Pushing Ink is the first ever solo silkscreen exhibition of Art Center student-turned-artist Barlow Nelson. In his mid-70’s, this exhibition celebrates the artist’s most systematic and vibrant works on paper yet.  Nelson has a unique way of marrying advertising design with vibrantly colored geometric shapes to create a level of simple abstraction. Magazines, newspapers, and his own photographs all become source images for Nelson’s photo transfer prints. For the last two decades Nelson has continuously explored printmaking techniques, most recently as a student of Chicago printmaker and Hyde Park Art Center teaching artist Elke Claus. Over the years, Nelson has formalized a consistent vocabulary of geometric shapes and complicated layers of color, which enables him to give new life to found images.

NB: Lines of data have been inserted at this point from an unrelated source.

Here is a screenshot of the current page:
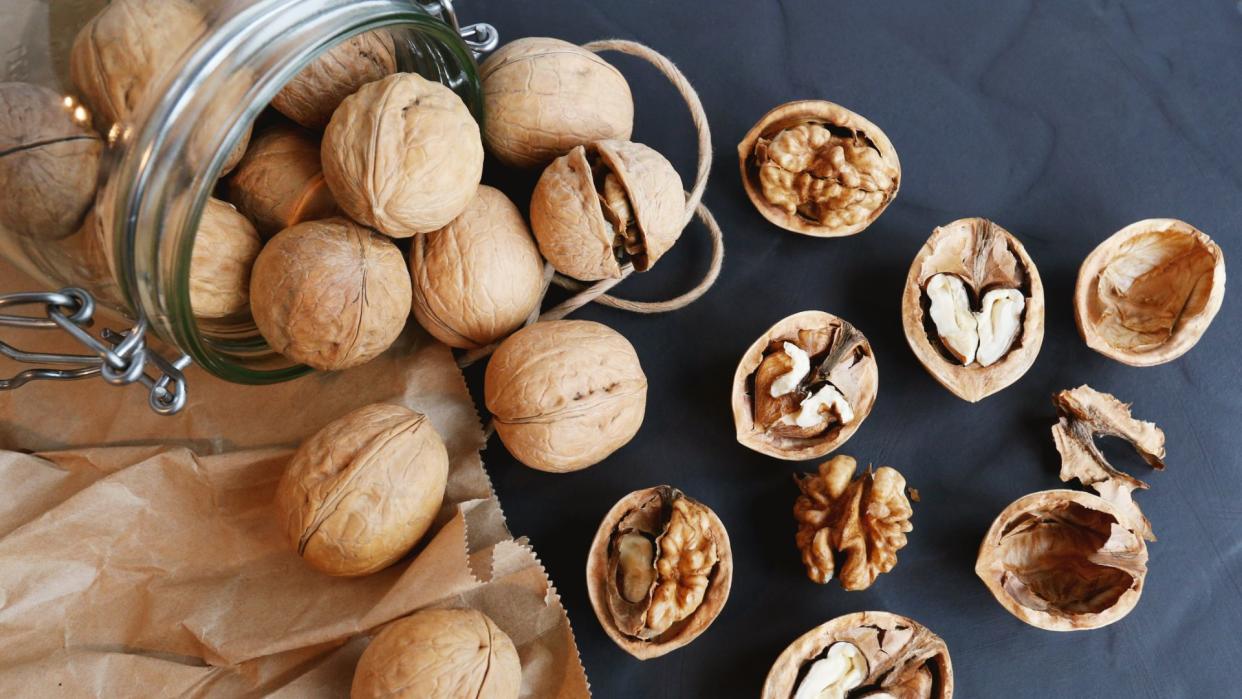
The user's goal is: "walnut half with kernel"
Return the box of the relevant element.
[586,485,733,661]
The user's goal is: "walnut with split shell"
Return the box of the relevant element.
[902,219,1043,402]
[530,140,686,282]
[586,485,733,661]
[760,612,954,699]
[733,310,879,459]
[794,454,914,590]
[738,99,902,237]
[349,610,522,699]
[479,37,633,168]
[1074,219,1225,366]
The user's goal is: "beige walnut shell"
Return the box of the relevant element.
[530,140,686,282]
[0,82,103,240]
[733,310,879,461]
[250,219,412,371]
[483,320,647,473]
[276,404,448,576]
[586,485,733,661]
[349,610,522,699]
[322,73,483,238]
[272,30,396,129]
[760,612,954,699]
[479,37,633,168]
[902,219,1045,402]
[410,185,543,349]
[1074,219,1225,366]
[975,490,1148,631]
[229,125,339,237]
[738,99,902,237]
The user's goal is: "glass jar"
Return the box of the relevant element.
[0,0,496,394]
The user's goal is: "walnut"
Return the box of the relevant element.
[530,140,686,282]
[190,199,263,318]
[975,490,1148,631]
[322,73,483,238]
[1074,219,1225,366]
[483,320,647,473]
[794,454,914,590]
[586,485,733,661]
[0,82,103,240]
[410,185,544,349]
[250,219,412,371]
[229,125,338,237]
[738,99,902,237]
[276,404,448,575]
[902,219,1043,402]
[733,310,879,459]
[479,37,633,168]
[272,30,396,129]
[760,612,954,699]
[349,610,522,699]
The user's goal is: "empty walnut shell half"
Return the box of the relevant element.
[902,219,1043,402]
[733,310,879,461]
[761,612,953,699]
[975,490,1148,631]
[586,485,733,661]
[738,99,902,238]
[1074,219,1225,366]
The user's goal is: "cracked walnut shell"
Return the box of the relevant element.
[276,404,448,575]
[483,320,647,473]
[586,485,733,661]
[1074,219,1225,366]
[733,310,879,461]
[738,99,902,237]
[349,610,522,699]
[902,219,1043,402]
[760,612,954,699]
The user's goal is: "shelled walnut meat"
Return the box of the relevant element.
[479,37,633,168]
[483,320,647,473]
[276,404,448,576]
[586,485,733,661]
[902,219,1043,402]
[761,612,954,699]
[1074,219,1225,366]
[738,99,902,237]
[0,82,103,240]
[794,454,914,590]
[733,310,879,459]
[530,140,687,282]
[349,610,522,699]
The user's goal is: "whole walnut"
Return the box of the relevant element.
[479,37,633,168]
[276,404,448,575]
[190,199,263,318]
[0,82,103,240]
[483,320,647,473]
[410,185,543,349]
[272,30,396,129]
[250,219,411,371]
[323,73,483,238]
[349,610,522,699]
[229,125,338,237]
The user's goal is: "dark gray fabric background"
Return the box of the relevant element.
[461,0,1242,699]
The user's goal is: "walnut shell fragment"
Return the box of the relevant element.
[794,454,914,591]
[738,99,902,237]
[733,310,879,461]
[975,490,1148,631]
[530,140,686,282]
[586,485,733,661]
[1074,219,1225,366]
[902,219,1043,402]
[761,612,954,699]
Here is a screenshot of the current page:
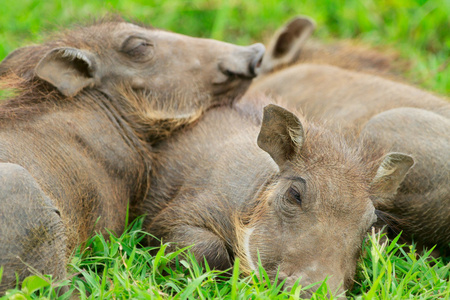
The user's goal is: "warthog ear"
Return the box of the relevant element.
[371,152,414,199]
[260,16,316,73]
[35,48,96,97]
[258,104,304,167]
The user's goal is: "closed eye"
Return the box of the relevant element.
[288,186,302,207]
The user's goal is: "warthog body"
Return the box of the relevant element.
[361,108,450,249]
[142,96,413,292]
[247,18,450,134]
[0,20,264,292]
[248,18,450,251]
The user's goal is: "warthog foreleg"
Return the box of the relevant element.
[0,163,66,295]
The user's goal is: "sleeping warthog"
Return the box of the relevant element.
[0,20,264,291]
[361,107,450,249]
[247,18,450,134]
[248,18,450,251]
[144,97,413,292]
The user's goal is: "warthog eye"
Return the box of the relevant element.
[288,186,302,206]
[121,36,153,59]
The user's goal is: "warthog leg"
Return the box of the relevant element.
[0,163,66,295]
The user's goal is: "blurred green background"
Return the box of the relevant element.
[0,0,450,95]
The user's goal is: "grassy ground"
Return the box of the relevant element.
[0,220,450,300]
[0,0,450,299]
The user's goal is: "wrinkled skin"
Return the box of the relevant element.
[0,20,264,293]
[141,99,413,295]
[247,17,450,134]
[361,108,450,250]
[248,18,450,250]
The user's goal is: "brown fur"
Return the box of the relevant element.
[139,98,410,292]
[248,16,450,249]
[0,20,263,291]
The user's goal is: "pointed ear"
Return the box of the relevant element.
[371,152,414,199]
[258,104,305,167]
[35,48,97,97]
[260,16,316,73]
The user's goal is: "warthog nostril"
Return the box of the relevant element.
[249,44,266,76]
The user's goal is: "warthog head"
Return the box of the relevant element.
[238,105,413,292]
[0,20,264,122]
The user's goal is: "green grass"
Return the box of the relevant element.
[0,0,450,299]
[0,219,450,299]
[0,0,450,94]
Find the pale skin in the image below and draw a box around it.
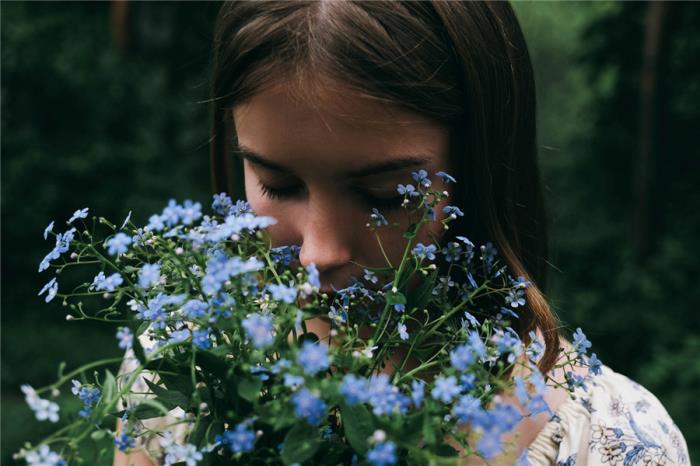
[114,77,584,466]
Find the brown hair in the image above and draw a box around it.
[211,1,559,372]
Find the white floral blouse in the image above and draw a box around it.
[521,366,690,466]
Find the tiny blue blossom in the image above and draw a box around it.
[435,171,457,183]
[573,327,591,356]
[396,184,420,198]
[292,388,327,426]
[367,442,396,466]
[340,374,369,406]
[411,170,432,188]
[430,375,461,403]
[117,327,134,350]
[139,264,160,289]
[192,329,211,349]
[215,423,255,453]
[297,341,330,375]
[369,207,389,227]
[68,207,89,223]
[442,205,464,218]
[44,221,54,239]
[242,314,275,348]
[397,322,408,341]
[413,243,437,260]
[588,353,603,375]
[24,444,66,466]
[411,380,425,408]
[306,262,321,288]
[107,232,131,256]
[364,269,379,284]
[114,433,136,451]
[267,284,297,304]
[37,277,58,303]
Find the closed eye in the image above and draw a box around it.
[258,180,404,210]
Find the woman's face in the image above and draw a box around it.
[233,79,450,290]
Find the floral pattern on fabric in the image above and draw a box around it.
[528,366,690,466]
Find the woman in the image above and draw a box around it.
[115,1,688,464]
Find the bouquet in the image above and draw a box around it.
[15,170,600,466]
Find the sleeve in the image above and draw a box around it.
[527,366,690,466]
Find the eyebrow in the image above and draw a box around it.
[234,146,431,178]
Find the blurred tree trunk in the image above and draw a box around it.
[111,0,132,52]
[632,1,671,262]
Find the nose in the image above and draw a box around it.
[299,196,353,280]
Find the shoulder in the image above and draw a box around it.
[528,366,690,466]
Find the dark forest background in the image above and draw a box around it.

  • June 19, 2011 – September 24, 2011
  • Gallery 2

Barlow Nelson: Pushing Ink

"What I strive for, in most instances is to create an impression of a familiar object expressed in bold colors."

Nelson’s interest in the representation of ordinary objects derives from his curiosity about the ways in which objects and memories are assessed. The imagery employed in Nelson’s artworks ranges from serious to humorous and often takes inspiration from items or images that the artist encounters daily either in person or through the internet.

About Barlow Nelson

Barlow Nelson was born in Tulsa, Oklahoma. After graduating from Dartmouth College, he served as an officer in the U. S. Navy then returned to study at the University of Tulsa, College of Law. He practiced law for 42 years, while also taking serigraph classes at the Philbrook Museum, University of Tulsa, and the Lachenmayer Arts Center. After retiring in 2007, Nelson moved to Chicago where he began taking regular silkscreen classes at the Hyde Park Art Center. His work has been shown in group exhibitions such as Broad Shoulders and Brotherly Love (2008) at the Art Center.